Sensation’s victory was in doubt. But out of respect for the crew’s efforts, Ivey said, officials chose to announce the weight: 619.4 pounds. It was the first fish over 500 pounds, and the largest overall at 135 pounds. The crowd screamed in celebration, but tournament officials said they needed to think it over and sent everyone home.

That night, they brought in more biologists and experts to examine the fish. Their conclusion: It had indeed been bitten by a shark, or some other predator, during the time it was hooked on the line.

The next morning, they announced that Sensation’s catch had been disqualified.
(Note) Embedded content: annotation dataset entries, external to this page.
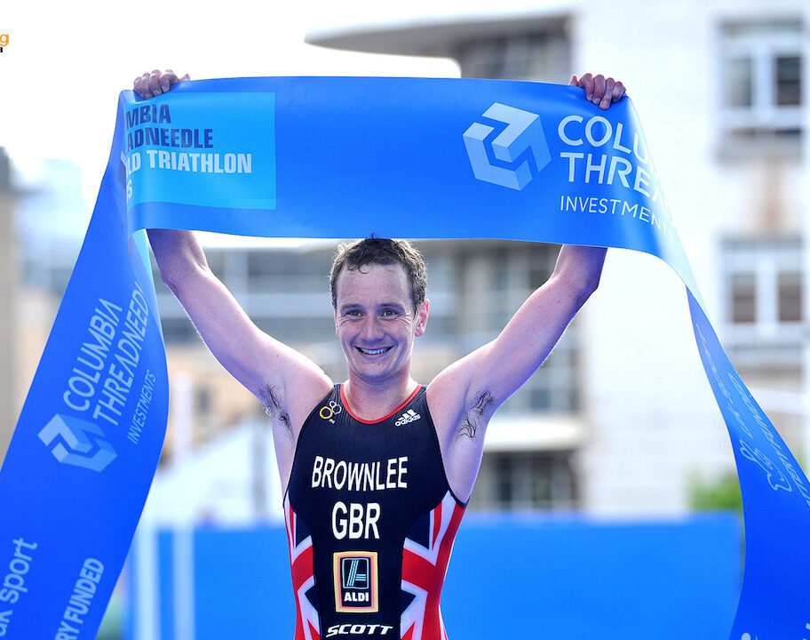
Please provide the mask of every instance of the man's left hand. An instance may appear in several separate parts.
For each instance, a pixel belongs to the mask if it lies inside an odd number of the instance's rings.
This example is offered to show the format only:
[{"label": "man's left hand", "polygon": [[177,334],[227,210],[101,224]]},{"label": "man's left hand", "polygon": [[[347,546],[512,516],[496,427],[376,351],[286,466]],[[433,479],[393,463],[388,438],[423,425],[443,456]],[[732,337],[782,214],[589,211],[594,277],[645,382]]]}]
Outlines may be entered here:
[{"label": "man's left hand", "polygon": [[580,78],[572,76],[568,84],[584,89],[585,99],[593,104],[598,104],[602,109],[607,109],[614,102],[618,102],[627,92],[621,82],[614,80],[612,77],[606,78],[601,74],[597,76],[585,74]]}]

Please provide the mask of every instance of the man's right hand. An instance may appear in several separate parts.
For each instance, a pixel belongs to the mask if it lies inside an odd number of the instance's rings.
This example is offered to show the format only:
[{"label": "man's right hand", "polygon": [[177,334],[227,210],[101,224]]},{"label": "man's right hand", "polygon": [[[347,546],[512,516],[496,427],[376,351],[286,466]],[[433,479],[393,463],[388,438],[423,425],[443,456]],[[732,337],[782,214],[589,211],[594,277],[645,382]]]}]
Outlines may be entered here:
[{"label": "man's right hand", "polygon": [[152,98],[153,96],[165,93],[172,84],[183,80],[191,80],[191,76],[186,74],[183,77],[178,77],[177,74],[171,69],[166,69],[165,71],[155,69],[152,73],[145,73],[143,76],[135,78],[132,91],[141,98]]}]

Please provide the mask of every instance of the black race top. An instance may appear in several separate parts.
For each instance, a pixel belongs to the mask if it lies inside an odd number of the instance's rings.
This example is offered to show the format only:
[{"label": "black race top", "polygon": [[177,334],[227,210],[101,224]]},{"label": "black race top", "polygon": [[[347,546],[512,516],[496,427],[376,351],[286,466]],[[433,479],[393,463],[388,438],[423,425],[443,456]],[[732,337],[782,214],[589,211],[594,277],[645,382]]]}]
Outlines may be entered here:
[{"label": "black race top", "polygon": [[465,505],[425,391],[369,421],[336,385],[305,421],[284,499],[295,640],[447,637],[439,598]]}]

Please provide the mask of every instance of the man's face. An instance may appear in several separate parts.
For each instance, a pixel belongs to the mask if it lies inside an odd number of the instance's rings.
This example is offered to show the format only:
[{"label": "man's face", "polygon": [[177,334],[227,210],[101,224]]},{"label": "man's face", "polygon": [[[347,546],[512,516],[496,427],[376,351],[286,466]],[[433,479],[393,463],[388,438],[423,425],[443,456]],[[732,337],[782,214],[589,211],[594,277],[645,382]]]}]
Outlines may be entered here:
[{"label": "man's face", "polygon": [[344,269],[336,292],[335,331],[350,372],[373,382],[409,375],[414,338],[425,332],[428,302],[415,313],[405,268]]}]

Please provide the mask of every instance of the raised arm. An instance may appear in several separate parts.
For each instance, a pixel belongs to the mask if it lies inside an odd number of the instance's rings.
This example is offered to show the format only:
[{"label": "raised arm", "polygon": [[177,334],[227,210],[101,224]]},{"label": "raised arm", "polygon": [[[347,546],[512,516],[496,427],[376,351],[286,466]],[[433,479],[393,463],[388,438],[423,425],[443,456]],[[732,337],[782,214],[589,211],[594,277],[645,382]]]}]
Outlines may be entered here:
[{"label": "raised arm", "polygon": [[[171,70],[155,70],[136,78],[133,90],[148,98],[179,81]],[[149,229],[148,236],[161,277],[211,353],[265,404],[274,424],[297,436],[306,414],[331,388],[327,376],[309,358],[256,326],[209,268],[193,232]]]},{"label": "raised arm", "polygon": [[[570,84],[603,109],[624,86],[585,74]],[[523,303],[497,338],[451,364],[428,388],[450,486],[466,500],[478,474],[487,424],[495,411],[543,364],[599,285],[606,249],[563,246],[548,281]]]}]

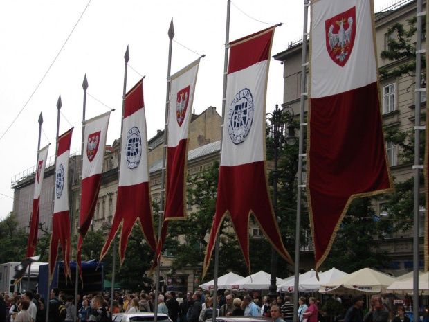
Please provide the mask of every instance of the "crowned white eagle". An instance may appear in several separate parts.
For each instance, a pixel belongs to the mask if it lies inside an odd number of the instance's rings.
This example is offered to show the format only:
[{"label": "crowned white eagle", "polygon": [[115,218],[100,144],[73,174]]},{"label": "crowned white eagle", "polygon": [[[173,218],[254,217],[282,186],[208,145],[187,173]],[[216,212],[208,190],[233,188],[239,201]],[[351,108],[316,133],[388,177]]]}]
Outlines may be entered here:
[{"label": "crowned white eagle", "polygon": [[349,28],[347,30],[344,29],[344,24],[345,22],[345,18],[343,18],[339,21],[336,21],[336,24],[340,26],[340,30],[338,33],[332,33],[334,30],[334,25],[331,25],[328,31],[328,37],[329,38],[329,46],[332,51],[334,47],[338,44],[338,48],[341,48],[341,53],[337,56],[337,58],[340,62],[343,62],[345,59],[345,56],[347,55],[348,52],[345,52],[345,48],[347,42],[350,42],[350,37],[352,35],[352,30],[353,28],[353,18],[349,17],[347,23],[349,24]]}]

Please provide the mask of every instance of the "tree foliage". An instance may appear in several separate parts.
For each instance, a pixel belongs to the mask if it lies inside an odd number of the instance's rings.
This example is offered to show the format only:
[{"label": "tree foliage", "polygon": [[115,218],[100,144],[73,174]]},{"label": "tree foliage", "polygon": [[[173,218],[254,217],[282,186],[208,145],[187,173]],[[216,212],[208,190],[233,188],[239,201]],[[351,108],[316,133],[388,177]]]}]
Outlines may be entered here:
[{"label": "tree foliage", "polygon": [[[422,33],[426,33],[426,16],[422,19]],[[379,69],[381,78],[401,77],[403,75],[414,76],[416,71],[415,35],[417,31],[416,17],[407,20],[408,29],[403,24],[396,22],[387,29],[387,48],[382,51],[380,57],[391,62],[401,62],[392,69],[385,67]],[[422,55],[421,68],[426,69],[424,55]]]}]

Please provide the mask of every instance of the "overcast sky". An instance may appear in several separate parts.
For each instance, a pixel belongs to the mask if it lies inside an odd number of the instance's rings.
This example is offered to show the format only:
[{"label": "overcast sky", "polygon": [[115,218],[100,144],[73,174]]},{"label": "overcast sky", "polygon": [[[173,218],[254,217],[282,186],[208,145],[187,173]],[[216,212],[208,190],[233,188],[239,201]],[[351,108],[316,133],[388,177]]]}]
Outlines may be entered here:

“No one was pulling for those guys harder than we were on the Big Rock board,” Ivey said in an interview. “You know, they’re a hometown boat. Everyone knows who they are. But the rules are the rules, and to maintain the integrity of the tournament, we must enforce the rules as they are written in our rule book.”

Bleau officially protested the decision and retained legal counsel. Neither he nor Ivey would discuss any potential lawsuit. Bleau’s argument is that previous Big Rock marlins came with bites and were still counted as qualified results. Some people point to the 2019 winner, a 914-pound marlin caught by the fishing boat Top Dog, for example. But Ivey said that fish was only mutilated after the fight was over, when the fisherman hauled it into the boat.

Bleau has a lot of support in Morehead City. His daughter made T-shirts identifying Sensation as the Big Rock People’s Champion and sold over 1,000 of them.

It turns out that losing $3.5 million to a poorly timed shark bite is the kind of thing that makes fishermen examine their real principles.

“I’ve never been about the money,” McCoy said. “I wanted my name on that Big Rock fountain. I have since I started fishing here. And I thought I did it.”

The other day, Scooter was talking to a friend on another boat, saying he felt like he won the tournament.

“But you all didn’t win,” said another guy on the boat. He was part of the crew on Sushi that caught the winning bluetinson.

Scooter shrugged and said, “We caught a bigger fish.”